Nox went silent. Lucien didn't push—not tonight. Instead, he let the quiet settle between them before speaking again, his voice dropping an octave. "Sometimes I get these... flashes. Nothing clear. Just feelings, like I missed a conversation I was supposed to remember."

That made Nox look at him fully.

"Today, when that thing started listing names," Lucien continued, "for a second, it felt like I'd been standing there before. Different place. Same weight."

The warmth around Lucien's knuckles trembled.

"You don't need to force it," Nox said, his voice very quiet.

Lucien turned his head. "That sounded specific."

"It isn't."

Lucien held his gaze for a long moment, then broke the tension with a small, dry laugh. "You know, for someone who claims not to be hiding anything, you're incredibly suspicious."
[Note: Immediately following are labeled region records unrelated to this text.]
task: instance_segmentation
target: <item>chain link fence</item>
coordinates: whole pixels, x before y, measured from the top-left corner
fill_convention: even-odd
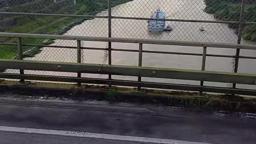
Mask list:
[[[243,44],[254,44],[256,41],[256,0],[111,0],[110,13],[108,11],[108,0],[0,0],[0,32],[107,37],[110,31],[110,36],[113,38],[228,44],[239,43],[240,40],[238,34],[240,34]],[[165,27],[169,25],[172,31],[149,32],[149,22],[157,10],[165,14]],[[242,28],[240,33],[240,25]],[[0,42],[0,58],[17,58],[16,39],[1,38]],[[75,41],[25,38],[22,40],[22,44],[25,59],[76,62]],[[31,45],[33,44],[42,46]],[[81,45],[82,47],[106,48],[106,50],[102,51],[82,50],[82,62],[102,64],[108,64],[108,48],[138,48],[135,44],[118,43],[109,46],[106,42],[82,42]],[[54,46],[60,47],[52,47]],[[160,51],[202,53],[202,48],[198,47],[192,50],[186,46],[172,46],[146,45],[143,48],[150,50],[158,48]],[[210,49],[207,53],[233,56],[236,54],[235,50],[222,50]],[[241,53],[255,56],[255,52],[251,52],[243,50]],[[138,65],[137,54],[125,52],[127,54],[125,54],[123,52],[112,52],[112,64]],[[200,69],[201,58],[196,56],[161,56],[144,55],[143,66]],[[206,66],[206,70],[234,71],[235,62],[232,58],[220,59],[207,59],[206,62],[211,64],[211,66]],[[219,61],[218,64],[214,63],[216,61]],[[242,60],[241,62],[243,62]],[[230,66],[225,65],[228,64]],[[255,72],[254,69],[250,68],[248,68],[248,72]],[[5,72],[18,73],[19,71],[6,70]],[[38,71],[26,70],[25,73],[77,76],[76,73]],[[82,76],[107,77],[106,75],[84,74]],[[186,84],[195,83],[188,81],[171,81]]]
"I never said I wasn't hiding anything."

Lucien stared. Then he barked out a laugh. "That is the worst answer you could've given me."

"It's honest."

"It's unhelpful."

Nox looked back at the sky, but the heavy atmosphere in the room had shifted. Lucien shook his head, a real smile touching his face. There he was—that dry, impossible version of Nox that only showed up in pieces.

"The thing is," Lucien said, his voice softening, "I don't actually need you to explain everything tonight. But I do need you to stop carrying all of this like the rest of us are made of paper."
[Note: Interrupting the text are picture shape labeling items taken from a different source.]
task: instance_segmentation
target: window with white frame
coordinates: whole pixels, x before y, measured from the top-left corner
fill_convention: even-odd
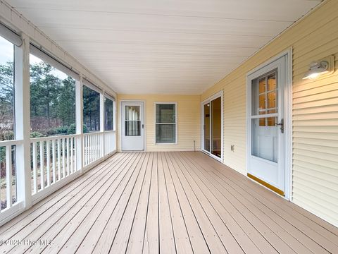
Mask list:
[[[114,101],[104,97],[104,131],[114,130]]]
[[[156,107],[156,144],[176,143],[177,130],[177,104],[158,102]]]

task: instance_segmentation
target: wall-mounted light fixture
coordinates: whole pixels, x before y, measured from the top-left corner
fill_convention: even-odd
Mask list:
[[[320,75],[332,73],[334,71],[333,64],[333,56],[330,56],[318,61],[313,62],[310,64],[309,70],[306,71],[303,79],[315,79]]]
A long pause followed. "I know what you can carry," Nox said, his voice low.

The answer hit harder than Lucien expected. Before he could dig into it, Nox looked away. Lucien moved a little closer, their shoulders brushing. "Then add one more thing to your calculations. I'm not going anywhere."

It wasn't a grand speech, but it was true. The warmth beneath Lucien's skin settled, matching the rhythm of his heart. He looked up at the scar one last time. "Fifteen days."

"Yes."

"Then we use all of them."

Lucien pushed off the wall and headed back to his bed. Halfway there, he stopped and looked back. "Nox."

"Yeah?"

"You know if you keep brooding in the dark like this, Mira's going to say it's romantic."

Nox just stared at him. Lucien's mouth curved into a smirk. "I'm warning you in advance."

For a second, Nox's expression softened completely. It was quick, but Lucien caught it.

"There," Lucien said.

"What?"

"That."

Nox looked back at the window, and Lucien lay back down, pulling the blanket up. The city was still loud and the future was still coming, but the room didn't feel as cold anymore. Lucien drifted toward sleep, certain of only one thing: he wasn't walking into the end alone.